If one is absolutely certain that a particular shot on the target is a flier then shooting an additional shot in that group and discounting the flier could make sense under some circumstances.

If there's any doubt at all about which shot is the flier, or whether or not the shot really was a flier, then throwing it out might make the shooter feel better and the group smaller, but now there's something other than the shooter's ability, the gun and the ammo contributing to the results.

Just throwing it out without shooting another shot doesn't sense as now the group being evaluated is a smaller number of shots than originally intended which means it isn't comparable to the other groups shot.

And, of course, if the shooter's ability is a big part of what is being tested, then throwing away "fliers" doesn't ever make sense because fliers are clearly saying something about the shooter's ability.
If one is trying to evaluate their worst case performance, they should shoot blindfolded.
The comment I made about evaluating worst case performance was specifically in response to the comment that "the most important statistic is the largest group". The "largest group" is clearly the worst case performance for that shooting session. Of course there are really stupid things (like shooting blindfolded) that a shooter could do to make the worst case performance even worse--but I'm not sure what that would prove.
There is variability even with multiple groups shot from a Ransom Rest, so stability in group size is a bit of a myth.
Yes, of course there is variability even from a machine rest.
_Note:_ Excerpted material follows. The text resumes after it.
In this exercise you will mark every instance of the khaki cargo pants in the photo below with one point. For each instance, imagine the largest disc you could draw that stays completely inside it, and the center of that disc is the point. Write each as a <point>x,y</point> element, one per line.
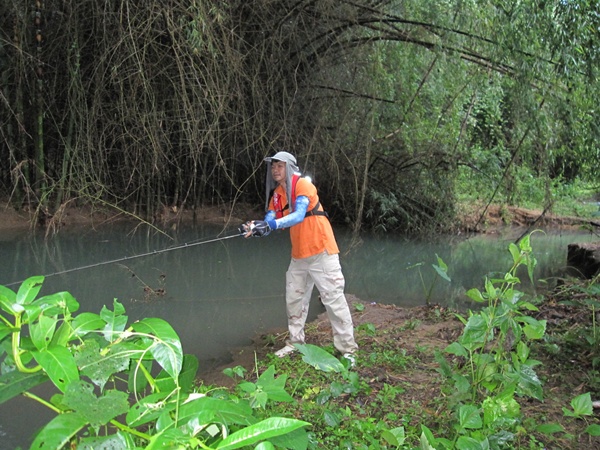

However stability in group size isn't a myth unless one chooses to unrealistically define it as "absolutely no variability in group size". A gun/ammo/shooter combination that consistently shoots 5 shots into, say, 3" groups, plus or minus a quarter of an inch at 25 yards is shooting pretty stable groups even though they're not all identical.

But a shooter whose groups vary by a factor of 2 or 3 clearly isn't shooting stable groups. Could be an ammo problem, a gun problem, a shooter problem or a combination.

By the way, using a machine rest doesn't guarantee accuracy or consistency--it only eliminates shooter error. If the ammo or gun is the problem then there's nothing a machine rest can do to fix the problem.

The article is interesting--the author's main point is that even with very consistent ammunition velocities (and a machine rest), it is still possible to get inconsistent results.

That doesn't mean he's saying that stable groups are always impossible, he's just showing that one can't assume that consistent velocities = consistent accuracy.
But that does not mean there isn't a better way.
Correct. But it's certainly a better way for performing a typical handgun accuracy evaluation than shooting 25 shot groups by hand and then picking the largest one as being representative.

I do agree that for some kinds of testing (particularly from a bench or using a machine rest) larger group sizes can make a lot of sense.